AHRC Research Project
AHRC Landscape and Environment Network Project ‘Living in a Material World’.
A cross - disciplinary research project investigating place, space and emptiness.
Three universities were involved, Bristol University, UWE (University of the West of England) and Aberystwyth.
Participants included artists/filmmakers, cultural geographers, historians, performers and archeologists.
Through the process we attended a series of location-based workshops at Temple Meads (2006),
Sennybridge Army Training Camp (2007) and Avonmouth / Severnbeach (2008).
The aim was to explore, through both visual arts and academic practices, how landscapes and environments are remembered/forgotten and to consider what emptiness might mean in locations like these, which are seen as transitory, forlorn, abandoned or unmarked places.
Project Outcomes :
Temple Meads (Collaboration with Moira Gavin) 2006
Temple Meads is a place well known to passengers. A transitory space like airports and other non-spaces, it’s a place where people rush through. Looking for another angle to approach this familiar location influenced our decision to film at night – the time when the station would be emptied of passengers and the space would come into its own.
The work is in three parts:
- Perimeter. 1’ 8”, Video
- Downtime. 1’13”, Video
- Direction. 37”, Video
Sennybridge Army Training Camp (Collaboration with Moira Gavin) 2007
Mynydd Epynt is a place where a community were evicted in the 1940's so the army could occupy the land for training purposes. The army sees itself as having a new role to play as custodians of the environment. Due to the nature of this location we were escorted to the ranges by the army and there were limited opportunities to wander. It was very much a guided tour listening to the narrative about the military acquisition of the land and the training of soldiers in the landscape. In the film we encounter emptiness through the markings and inscriptions on the land, by filming the deserted base at night and including sounds past and present.

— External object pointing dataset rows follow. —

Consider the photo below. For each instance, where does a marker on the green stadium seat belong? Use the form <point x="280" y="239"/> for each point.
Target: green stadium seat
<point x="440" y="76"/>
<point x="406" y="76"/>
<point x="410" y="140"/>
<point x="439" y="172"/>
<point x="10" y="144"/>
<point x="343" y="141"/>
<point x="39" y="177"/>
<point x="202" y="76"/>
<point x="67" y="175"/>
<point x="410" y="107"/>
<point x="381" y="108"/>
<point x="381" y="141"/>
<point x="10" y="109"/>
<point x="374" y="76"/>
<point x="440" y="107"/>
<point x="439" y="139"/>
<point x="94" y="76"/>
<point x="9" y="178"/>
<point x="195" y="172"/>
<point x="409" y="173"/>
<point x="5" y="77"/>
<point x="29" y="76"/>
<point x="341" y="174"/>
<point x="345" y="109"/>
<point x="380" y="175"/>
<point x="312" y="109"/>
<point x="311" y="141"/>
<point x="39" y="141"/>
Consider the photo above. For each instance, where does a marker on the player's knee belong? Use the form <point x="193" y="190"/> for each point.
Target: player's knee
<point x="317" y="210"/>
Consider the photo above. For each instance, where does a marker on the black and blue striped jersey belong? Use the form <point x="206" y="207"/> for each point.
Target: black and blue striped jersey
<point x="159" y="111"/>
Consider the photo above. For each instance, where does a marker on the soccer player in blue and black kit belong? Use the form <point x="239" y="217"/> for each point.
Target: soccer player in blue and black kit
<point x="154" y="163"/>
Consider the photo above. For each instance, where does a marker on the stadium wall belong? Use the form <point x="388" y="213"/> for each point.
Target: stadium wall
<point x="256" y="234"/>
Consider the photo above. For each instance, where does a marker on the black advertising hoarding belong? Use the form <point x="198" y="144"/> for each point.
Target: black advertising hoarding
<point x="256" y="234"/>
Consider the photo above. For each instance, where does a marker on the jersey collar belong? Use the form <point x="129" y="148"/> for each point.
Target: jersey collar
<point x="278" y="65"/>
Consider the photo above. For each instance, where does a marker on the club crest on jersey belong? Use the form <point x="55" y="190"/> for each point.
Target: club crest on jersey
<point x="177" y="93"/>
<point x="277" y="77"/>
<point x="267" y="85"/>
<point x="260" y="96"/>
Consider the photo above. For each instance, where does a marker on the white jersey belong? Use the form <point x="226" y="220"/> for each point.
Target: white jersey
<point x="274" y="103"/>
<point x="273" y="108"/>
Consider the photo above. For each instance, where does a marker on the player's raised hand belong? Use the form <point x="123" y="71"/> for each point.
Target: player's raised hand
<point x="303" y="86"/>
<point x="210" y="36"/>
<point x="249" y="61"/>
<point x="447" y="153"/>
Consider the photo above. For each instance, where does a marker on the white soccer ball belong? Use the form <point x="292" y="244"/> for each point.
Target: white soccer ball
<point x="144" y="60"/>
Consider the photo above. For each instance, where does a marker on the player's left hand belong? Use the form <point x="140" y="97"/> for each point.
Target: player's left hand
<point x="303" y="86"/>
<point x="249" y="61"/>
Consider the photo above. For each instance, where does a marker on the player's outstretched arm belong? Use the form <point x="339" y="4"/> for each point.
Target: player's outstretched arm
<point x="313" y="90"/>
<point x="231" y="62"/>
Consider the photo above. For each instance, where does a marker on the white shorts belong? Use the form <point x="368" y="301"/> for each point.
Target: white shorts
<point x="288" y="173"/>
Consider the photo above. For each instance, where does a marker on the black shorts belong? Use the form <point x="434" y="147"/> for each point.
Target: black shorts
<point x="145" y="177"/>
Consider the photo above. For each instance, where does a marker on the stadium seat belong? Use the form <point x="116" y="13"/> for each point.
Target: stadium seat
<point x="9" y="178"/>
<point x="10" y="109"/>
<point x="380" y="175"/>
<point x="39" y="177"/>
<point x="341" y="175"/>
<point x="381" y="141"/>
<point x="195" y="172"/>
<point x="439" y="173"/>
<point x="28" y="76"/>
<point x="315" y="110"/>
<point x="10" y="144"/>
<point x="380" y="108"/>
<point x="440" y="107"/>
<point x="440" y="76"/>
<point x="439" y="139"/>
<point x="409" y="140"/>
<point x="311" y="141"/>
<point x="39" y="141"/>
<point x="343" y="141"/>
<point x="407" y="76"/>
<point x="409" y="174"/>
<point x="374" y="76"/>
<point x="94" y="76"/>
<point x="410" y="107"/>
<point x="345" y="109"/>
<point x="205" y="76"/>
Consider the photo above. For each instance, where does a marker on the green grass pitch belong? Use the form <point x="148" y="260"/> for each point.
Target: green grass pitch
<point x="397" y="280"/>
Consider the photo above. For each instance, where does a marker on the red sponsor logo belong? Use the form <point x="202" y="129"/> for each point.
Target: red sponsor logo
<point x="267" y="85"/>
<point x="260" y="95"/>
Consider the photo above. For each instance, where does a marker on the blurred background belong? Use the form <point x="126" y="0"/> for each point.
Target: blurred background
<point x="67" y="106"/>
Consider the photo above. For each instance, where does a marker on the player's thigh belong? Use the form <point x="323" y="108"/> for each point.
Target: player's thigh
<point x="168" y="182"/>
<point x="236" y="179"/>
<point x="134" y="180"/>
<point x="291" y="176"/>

- Mynydd Epynt. 5’ 26” Video
Avonmouth/Severn Beach (Collaboration with Moira Gavin) 2008
Early on the first morning we walked around Avonmouth and tried to gain access to the water but all routes were blocked. We started to document obstructions that prevented us accessing the water front. The place was deserted, there was no sense of any human activity in a place where previously 20,000 men had been employed. Over the course of the weekend several events fed into an image of Avonmouth as a Wild West frontier town. Just down the road Severn Beach couldn't be more different. Politely suburban it's landscape encapsulated all the forlorn reminders of the glorious heyday of English seaside resorts. As pedestrians trying to make sense of the landscape that links Avonmouth and Severn Beach was challenging as there was no foot flow, it would only make sense to lorry drivers, crane drivers or if you were traveling by boat.